Thursday, 17 November 2016

10:02 – I know it’s trivial, but I love to watch what oxygen absorbers do to containers. Yesterday afternoon, I added an oxygen absorber to each of the 21 bottles of pinto beans we’d repackaged in 2-liter soda bottles. A couple of hours later, I looked at the bottles, all of which were by then dented in, indicating both a good seal and that the oxygen absorbers were doing their jobs.
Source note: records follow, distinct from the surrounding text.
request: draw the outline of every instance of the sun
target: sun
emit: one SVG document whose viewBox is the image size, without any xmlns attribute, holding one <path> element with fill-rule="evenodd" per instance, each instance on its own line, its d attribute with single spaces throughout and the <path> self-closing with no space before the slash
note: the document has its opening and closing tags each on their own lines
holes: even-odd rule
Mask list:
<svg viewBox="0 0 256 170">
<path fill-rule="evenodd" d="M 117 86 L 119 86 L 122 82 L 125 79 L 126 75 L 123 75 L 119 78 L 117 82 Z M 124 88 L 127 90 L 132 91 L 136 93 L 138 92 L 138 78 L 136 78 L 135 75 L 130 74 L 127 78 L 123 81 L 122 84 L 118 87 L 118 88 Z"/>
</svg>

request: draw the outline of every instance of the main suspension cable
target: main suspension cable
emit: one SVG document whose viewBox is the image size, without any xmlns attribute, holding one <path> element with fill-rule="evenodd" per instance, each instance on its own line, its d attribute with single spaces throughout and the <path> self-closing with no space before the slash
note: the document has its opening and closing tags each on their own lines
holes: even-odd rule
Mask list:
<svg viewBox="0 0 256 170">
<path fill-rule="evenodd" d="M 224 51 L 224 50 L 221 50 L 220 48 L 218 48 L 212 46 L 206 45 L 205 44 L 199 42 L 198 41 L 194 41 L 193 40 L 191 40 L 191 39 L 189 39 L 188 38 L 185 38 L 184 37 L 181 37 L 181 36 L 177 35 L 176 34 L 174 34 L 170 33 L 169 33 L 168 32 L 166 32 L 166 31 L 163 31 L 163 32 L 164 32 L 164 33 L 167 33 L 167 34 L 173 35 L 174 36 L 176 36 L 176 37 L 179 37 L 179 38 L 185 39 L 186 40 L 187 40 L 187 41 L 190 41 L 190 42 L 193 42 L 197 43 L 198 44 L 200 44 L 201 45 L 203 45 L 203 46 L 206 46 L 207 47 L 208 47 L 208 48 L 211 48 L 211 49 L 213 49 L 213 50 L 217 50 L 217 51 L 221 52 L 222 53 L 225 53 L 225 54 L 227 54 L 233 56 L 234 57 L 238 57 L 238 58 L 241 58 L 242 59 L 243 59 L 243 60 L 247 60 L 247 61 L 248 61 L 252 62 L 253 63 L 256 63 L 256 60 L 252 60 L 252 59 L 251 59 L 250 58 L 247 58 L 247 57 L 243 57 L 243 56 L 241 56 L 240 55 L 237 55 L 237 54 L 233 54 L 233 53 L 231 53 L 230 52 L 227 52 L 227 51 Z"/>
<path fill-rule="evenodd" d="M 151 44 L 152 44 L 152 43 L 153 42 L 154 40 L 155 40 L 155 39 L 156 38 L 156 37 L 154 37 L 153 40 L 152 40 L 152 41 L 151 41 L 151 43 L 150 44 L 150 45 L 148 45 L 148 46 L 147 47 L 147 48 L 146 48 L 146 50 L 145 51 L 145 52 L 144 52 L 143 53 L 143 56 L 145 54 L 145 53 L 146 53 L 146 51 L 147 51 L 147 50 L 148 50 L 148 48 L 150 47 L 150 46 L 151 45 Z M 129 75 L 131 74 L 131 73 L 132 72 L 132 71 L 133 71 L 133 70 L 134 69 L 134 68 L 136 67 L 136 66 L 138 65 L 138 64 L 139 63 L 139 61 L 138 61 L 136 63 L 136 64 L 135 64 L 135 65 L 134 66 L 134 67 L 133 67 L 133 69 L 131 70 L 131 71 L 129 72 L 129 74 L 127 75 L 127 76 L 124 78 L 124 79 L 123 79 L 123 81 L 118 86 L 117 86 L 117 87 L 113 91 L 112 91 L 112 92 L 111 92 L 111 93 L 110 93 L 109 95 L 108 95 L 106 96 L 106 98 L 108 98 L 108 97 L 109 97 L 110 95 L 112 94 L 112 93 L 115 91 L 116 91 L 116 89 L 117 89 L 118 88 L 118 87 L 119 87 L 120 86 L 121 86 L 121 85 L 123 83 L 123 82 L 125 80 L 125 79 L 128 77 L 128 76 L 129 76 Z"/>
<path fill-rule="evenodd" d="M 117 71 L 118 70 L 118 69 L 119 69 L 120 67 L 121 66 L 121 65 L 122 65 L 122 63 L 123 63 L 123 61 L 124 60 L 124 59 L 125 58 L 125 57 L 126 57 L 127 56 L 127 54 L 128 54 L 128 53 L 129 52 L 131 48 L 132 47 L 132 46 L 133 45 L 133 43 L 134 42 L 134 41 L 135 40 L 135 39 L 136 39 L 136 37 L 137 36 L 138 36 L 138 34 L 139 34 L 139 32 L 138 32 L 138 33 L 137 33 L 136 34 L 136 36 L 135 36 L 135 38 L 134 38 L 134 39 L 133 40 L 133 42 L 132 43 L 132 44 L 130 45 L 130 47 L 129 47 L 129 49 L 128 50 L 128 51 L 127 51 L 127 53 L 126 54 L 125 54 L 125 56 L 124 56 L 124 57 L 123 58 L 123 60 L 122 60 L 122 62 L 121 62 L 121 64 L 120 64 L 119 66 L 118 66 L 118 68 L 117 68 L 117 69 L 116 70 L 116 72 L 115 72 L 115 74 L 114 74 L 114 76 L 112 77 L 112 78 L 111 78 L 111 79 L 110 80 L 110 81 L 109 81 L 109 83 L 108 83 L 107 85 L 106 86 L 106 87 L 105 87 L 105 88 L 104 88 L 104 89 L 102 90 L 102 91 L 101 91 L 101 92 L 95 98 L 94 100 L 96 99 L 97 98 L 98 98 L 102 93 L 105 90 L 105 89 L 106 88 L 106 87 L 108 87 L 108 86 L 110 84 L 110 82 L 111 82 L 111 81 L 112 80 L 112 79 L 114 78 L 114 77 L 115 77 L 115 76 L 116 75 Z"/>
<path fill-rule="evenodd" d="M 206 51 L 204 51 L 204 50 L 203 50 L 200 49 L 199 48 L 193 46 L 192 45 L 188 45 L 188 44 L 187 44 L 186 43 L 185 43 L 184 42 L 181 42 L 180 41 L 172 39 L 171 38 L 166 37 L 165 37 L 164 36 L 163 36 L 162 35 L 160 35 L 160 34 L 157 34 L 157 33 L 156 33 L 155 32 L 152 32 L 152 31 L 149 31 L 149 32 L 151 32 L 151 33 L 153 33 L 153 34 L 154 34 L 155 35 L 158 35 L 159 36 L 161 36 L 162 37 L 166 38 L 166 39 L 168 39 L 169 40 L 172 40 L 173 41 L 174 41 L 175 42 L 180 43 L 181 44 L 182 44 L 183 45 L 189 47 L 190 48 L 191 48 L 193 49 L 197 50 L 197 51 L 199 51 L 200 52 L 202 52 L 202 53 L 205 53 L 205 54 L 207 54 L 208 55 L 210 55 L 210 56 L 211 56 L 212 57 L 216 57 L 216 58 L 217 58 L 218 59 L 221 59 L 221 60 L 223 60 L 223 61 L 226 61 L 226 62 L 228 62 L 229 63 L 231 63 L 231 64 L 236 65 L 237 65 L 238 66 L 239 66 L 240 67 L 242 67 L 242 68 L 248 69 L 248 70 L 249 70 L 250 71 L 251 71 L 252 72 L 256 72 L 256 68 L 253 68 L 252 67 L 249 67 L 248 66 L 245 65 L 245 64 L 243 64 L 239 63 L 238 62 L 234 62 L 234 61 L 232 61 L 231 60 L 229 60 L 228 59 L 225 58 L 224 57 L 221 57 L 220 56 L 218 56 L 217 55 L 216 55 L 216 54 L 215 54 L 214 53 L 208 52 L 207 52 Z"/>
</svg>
Incidentally, if you need oxygen absorbers, buy them from the LDS store. A pack of a hundred 300cc absorbers costs only $12, versus typically twice that or more from commercial resellers. In the original package, they remain good for years. If you have any left over from a pack, store them in the smallest glass jar you can find that has a metal lid. Wide-mouth canning jars work well. If you’re ever in doubt about whether oxygen absorbers are still good, just bend one between your fingers. A good one is soft and flexible; one that’s exhausted hardens and loses flexibility.

More email from Cassie, the newbie prepper I mentioned a couple days ago. They’re rural enough that their nearest Walmart Super Center is an hour’s drive one-way, and the nearest Sam’s or Costco is farther still. So she plans to stock up from Amazon and Walmart on-line for stuff she can’t get at her local supermarket, where she works as a checker. They live in her husband’s parents’ house and her husband has his own plumbing business, so their combined income is solidly middle-class and they have much lower expenses than a typical young married couple.

They’re focusing on food first. They’re on well water, but they have a year-round spring on their property, so Cassie figures they’re in good shape for water. Her husband hunts, and they have a couple of rifles and a couple of shotguns, which they figure is enough for now. They’ll add some more ammunition, first-aid supplies, and so on, but otherwise the concentration will be on food, food, food. Yesterday, Cassie came home from work with two five-pound bags of sugar, two ten-pound bags of flour, several one-pound bags of pasta, a jug of cooking oil, two boxes of iodized salt, several jars of pasta sauce, and two cases of soup. She intends to do the same thing two or three times a week until they’re stocked at a level they’re comfortable with.